撮像システムを使用して極めて低レベルの標的分析物を検出及び定量化するための方法及び装置が提供される。特定のホルモン、例えばTSHなどの一部の分析物の場合、そのレベルはマイクロリットル当たり数万個の分子ほどの低さであり得る。こうした極めて低いレベルは、本発明を使用することにより計測して、分析物の個々の分子を計数することができる。本発明はまた、一次的な定量方法であり、従って標準化する必要がないという利点も有する。
【選択図】図3

Description

本願は、2008年4月9日に出願された米国仮特許出願第61/043,571号明細書の利益を主張する。

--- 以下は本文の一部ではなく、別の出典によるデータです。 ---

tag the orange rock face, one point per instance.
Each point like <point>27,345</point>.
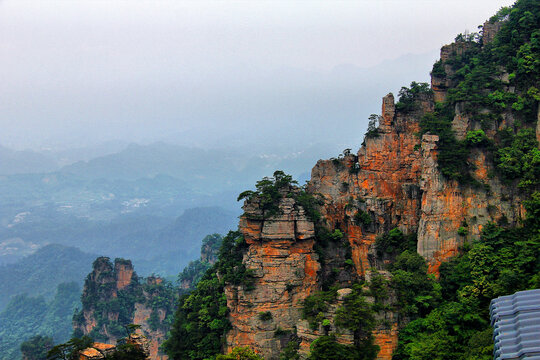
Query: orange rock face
<point>392,182</point>
<point>285,268</point>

本発明は、米国特許第6,929,953号明細書に開示されるような撮像システムを使用して、極めて低レベルの標的分析物を検出及び定量化するための方法及び装置に関する。特定のホルモン、例えばTSHなどの一部の分析物の場合、そのレベルはマイクロリットル当たり数万個の分子ほどの低さであり得る。こうした極めて低いレベルは、本発明を使用することにより計測して、分析物の個々の分子を計数することができる。本発明はまた、一次的な定量方法であり、従って標準化する必要がないという利点も有する。

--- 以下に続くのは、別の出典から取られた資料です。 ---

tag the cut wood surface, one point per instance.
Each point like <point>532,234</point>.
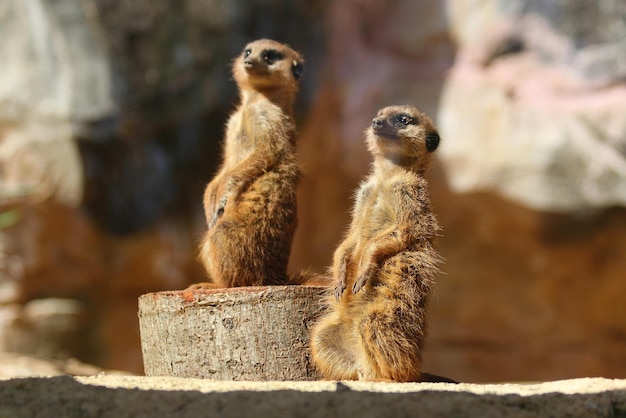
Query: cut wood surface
<point>246,333</point>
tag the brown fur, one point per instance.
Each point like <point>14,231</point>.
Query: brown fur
<point>375,330</point>
<point>250,205</point>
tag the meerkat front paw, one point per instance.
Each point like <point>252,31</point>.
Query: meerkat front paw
<point>362,280</point>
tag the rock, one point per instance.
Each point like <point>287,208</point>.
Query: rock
<point>531,123</point>
<point>130,396</point>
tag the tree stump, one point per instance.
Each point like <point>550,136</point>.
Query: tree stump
<point>245,333</point>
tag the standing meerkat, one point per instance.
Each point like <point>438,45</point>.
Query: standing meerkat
<point>250,205</point>
<point>376,323</point>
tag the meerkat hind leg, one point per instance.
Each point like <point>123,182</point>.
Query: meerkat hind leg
<point>387,353</point>
<point>333,356</point>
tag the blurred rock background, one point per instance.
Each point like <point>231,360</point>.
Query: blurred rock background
<point>111,120</point>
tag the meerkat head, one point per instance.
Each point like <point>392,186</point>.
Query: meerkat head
<point>265,64</point>
<point>403,135</point>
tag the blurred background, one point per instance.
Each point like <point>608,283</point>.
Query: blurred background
<point>111,122</point>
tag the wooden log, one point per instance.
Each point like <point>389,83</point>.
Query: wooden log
<point>246,333</point>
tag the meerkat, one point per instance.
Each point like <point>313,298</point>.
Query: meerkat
<point>375,330</point>
<point>250,205</point>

本方法は、例えば、典型的には厚さが約2ミクロン(2μ)〜10ミクロン(10μ)の薄厚の平面状チャンバに含まれる薄膜状の生体体液試料として配置された所定の標的分析物を検出及び定量化するためのものである。標的分析物は、少なくとも2個のエピトープを有する。この方法は、所定の標的分析物の単一の分子を固定された基板に結合させることにより機能し、但し、アッセイには、2つ以上のエピトープに対する結合剤が用いられてもよい。基板は、それに結合している捕捉抗体又はリガンドを有する。抗体又はリガンドは標的分析物の1つ又は複数の第1のエピトープに特異的であり、分析物を固定化してその拡散を妨げる;すなわち、標的分析物を基板に結合させるように機能する。次に、標識プローブを使用することにより、結合した標的分析物が検出される。プローブは、その表面に結合した1つ又は複数の抗体又はリガンドを含み、その抗体又はリガンドは、標的分析物の1つ又は複数の第2のエピトープに特異的である。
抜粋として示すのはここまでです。